1950 lancierte IWC die Automatikkaliber 81 (kleine Sekunde) und 85 (Zentralsekunde) mit einem neuartigen, von Albert Pellaton entwickelten Automatikaufzug. Ein von IWC hergestelltes Modell dieses Aufzugs im Maßstab 5:1 konnte ich neulich ergattern und stelle es euch hier vor, da es die Funktionsweise des Pellaton-Aufzugs besonders anschaulich vermittelt.
Albert Pellaton arbeitete nach seiner Uhrmacherausbildung zunächst bei Vacheron Constantin und konstruierte dort bereits Uhrwerke. 1944 kam er als technischer Direktor zu IWC und hatte diese Position bis zu seinem Tod 1966 inne. Nach seinem Start bei IWC fokussierte er sich auf die Entwicklung eines effizienten Automatik-Aufzugs, der beide Drehrichtungen des Rotors nutzen sollte.
1946 ließ sich IWC im Schweizer Patent CH254578 einen ersten Automatikaufzug patentieren. Dieses enthält bereits Ideen in Richtung des späteren Pellaton-Aufzuges, war aber als sogenannte Bumper-Automatik konzipiert, bei der der Rotor sich nicht um 360 Grad drehen kann. 1950 folgte schließlich das Schweizer Patent CH284841, das die Pellaton-Automatik beschreibt.
Der Name Albert Pellaton wird übrigens in den zwei Schweizer Patenten nicht erwähnt, vielmehr wird als Erfinder Ernest Homberger-Rauschenbach aufgeführt, der damalige Inhaber der IWC. Allerdings hieß er eigentlich Ernst, nicht Ernest.
1951 reicht die IWC für die Pellaton-Automatik auch das deutsche Patent DE882227 ein, in dem Pellaton explizit als Erfinder genannt wird.
Schauen wir uns also das Gangmodell etwas näher an!
Die Abmessungen des Kästchens betragen 13,7 x 8,6 x 4,4 cm, der Deckel lässt sich abnehmen.
Bevor wir uns die Funktionsweise ansehen, werfen wir zunächst einen Blick auf die einzelnen Teile und ihre Namen:
1 ist der Rotor, dessen Drehbewegung letztlich in ein Spannen der Zugfeder überführt werden soll.
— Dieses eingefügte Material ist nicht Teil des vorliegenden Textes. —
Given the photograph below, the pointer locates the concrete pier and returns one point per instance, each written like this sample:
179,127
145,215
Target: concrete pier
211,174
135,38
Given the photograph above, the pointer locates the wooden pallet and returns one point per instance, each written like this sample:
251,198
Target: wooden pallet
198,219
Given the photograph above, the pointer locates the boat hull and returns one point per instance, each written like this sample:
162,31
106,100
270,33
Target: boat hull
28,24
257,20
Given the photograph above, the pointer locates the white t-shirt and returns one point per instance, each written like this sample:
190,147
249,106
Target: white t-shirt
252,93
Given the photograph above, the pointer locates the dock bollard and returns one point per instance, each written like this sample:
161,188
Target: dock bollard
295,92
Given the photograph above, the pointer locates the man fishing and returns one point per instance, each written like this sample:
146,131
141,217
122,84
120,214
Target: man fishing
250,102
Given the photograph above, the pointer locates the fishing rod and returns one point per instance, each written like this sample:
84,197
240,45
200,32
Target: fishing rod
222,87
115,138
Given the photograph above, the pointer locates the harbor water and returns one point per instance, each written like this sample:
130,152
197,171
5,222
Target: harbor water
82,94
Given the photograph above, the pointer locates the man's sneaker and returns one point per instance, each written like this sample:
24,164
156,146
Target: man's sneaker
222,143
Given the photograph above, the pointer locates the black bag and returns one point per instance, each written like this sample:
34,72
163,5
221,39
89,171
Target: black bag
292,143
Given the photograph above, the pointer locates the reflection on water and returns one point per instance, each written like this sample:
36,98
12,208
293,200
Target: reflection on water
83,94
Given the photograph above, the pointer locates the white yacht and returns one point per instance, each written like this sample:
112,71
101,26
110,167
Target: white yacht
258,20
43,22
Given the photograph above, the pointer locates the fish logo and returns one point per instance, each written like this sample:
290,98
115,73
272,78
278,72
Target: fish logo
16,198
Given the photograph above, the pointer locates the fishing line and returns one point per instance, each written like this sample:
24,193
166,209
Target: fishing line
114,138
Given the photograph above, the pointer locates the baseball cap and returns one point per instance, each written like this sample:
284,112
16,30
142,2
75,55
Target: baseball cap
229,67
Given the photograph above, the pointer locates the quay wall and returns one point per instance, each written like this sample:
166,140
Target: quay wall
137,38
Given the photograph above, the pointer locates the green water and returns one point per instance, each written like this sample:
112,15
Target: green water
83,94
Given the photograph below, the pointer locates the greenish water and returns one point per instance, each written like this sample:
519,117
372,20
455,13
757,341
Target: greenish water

Hier aus Kunststoff, um einen Blick auf die Teile darunter zu erlauben, im echten Werk natürlich aus Metall.
2 ist eine Kurvenscheibe, die die Drehbewegungen des Rotors auf das nachfolgende Schaltklinkensystem überträgt. Da diese nicht rund ist, erzwingt sie eine Auf- und Ab-Bewegung des Schaltklinkensystems.
3 ist der Klinkenträger, dessen Enden auf Rubinrollen auf dem Umfang der Kurvenscheibe laufen.
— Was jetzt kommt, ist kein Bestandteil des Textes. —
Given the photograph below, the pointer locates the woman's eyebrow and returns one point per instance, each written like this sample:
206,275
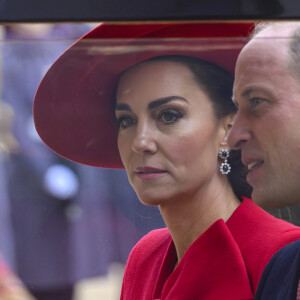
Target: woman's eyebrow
158,102
122,106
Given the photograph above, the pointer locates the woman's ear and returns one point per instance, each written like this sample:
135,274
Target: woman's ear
227,124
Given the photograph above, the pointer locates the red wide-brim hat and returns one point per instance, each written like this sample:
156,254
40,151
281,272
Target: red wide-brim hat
74,104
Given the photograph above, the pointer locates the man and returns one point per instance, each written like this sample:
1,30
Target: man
267,130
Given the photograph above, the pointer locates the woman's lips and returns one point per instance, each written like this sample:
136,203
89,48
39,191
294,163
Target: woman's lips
147,173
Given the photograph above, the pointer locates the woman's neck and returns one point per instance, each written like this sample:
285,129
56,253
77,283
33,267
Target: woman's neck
190,216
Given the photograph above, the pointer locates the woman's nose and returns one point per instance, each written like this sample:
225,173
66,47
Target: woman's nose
144,140
239,133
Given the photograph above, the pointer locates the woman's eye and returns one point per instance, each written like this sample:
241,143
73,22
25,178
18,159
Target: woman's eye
125,122
169,117
256,101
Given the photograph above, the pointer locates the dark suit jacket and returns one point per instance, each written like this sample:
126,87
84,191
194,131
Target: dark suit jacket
280,278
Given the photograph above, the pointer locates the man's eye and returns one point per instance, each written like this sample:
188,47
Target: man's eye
169,117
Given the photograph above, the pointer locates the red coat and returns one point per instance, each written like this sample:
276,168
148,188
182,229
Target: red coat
225,262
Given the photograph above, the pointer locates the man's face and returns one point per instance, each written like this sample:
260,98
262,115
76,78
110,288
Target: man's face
267,125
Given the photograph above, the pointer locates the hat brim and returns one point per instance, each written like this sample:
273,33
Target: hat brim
73,106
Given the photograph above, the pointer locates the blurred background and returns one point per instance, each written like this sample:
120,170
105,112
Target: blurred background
66,230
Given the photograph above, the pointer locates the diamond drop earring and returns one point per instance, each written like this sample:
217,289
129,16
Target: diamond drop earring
225,167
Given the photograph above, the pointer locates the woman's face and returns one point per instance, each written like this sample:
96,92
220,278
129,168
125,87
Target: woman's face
168,137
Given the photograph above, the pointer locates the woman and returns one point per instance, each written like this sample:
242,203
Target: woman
171,100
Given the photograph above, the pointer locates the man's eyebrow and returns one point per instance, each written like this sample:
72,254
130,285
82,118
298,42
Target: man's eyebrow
158,102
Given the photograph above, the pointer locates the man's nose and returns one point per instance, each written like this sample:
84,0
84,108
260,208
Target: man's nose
239,132
144,140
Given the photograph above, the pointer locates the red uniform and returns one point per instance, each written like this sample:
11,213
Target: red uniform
225,262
4 und 5 sind die entscheidenden Teile der Pellaton-Automatik, die Schaltklinken.
6 ist ein schräg verzahntes Klinkenrad, das auf der Rückseite ein Trieb hat, welches die Energie an die Aufzugsräder des Werkes weitergibt. Beim Kaliber 85 greift es in das Kronrad, das wiederum über das Sperrrad die Zugfeder aufzieht. Auf dem folgenden Bild eines IWC 85 ist das Klinkenrad das goldfarbene Rad.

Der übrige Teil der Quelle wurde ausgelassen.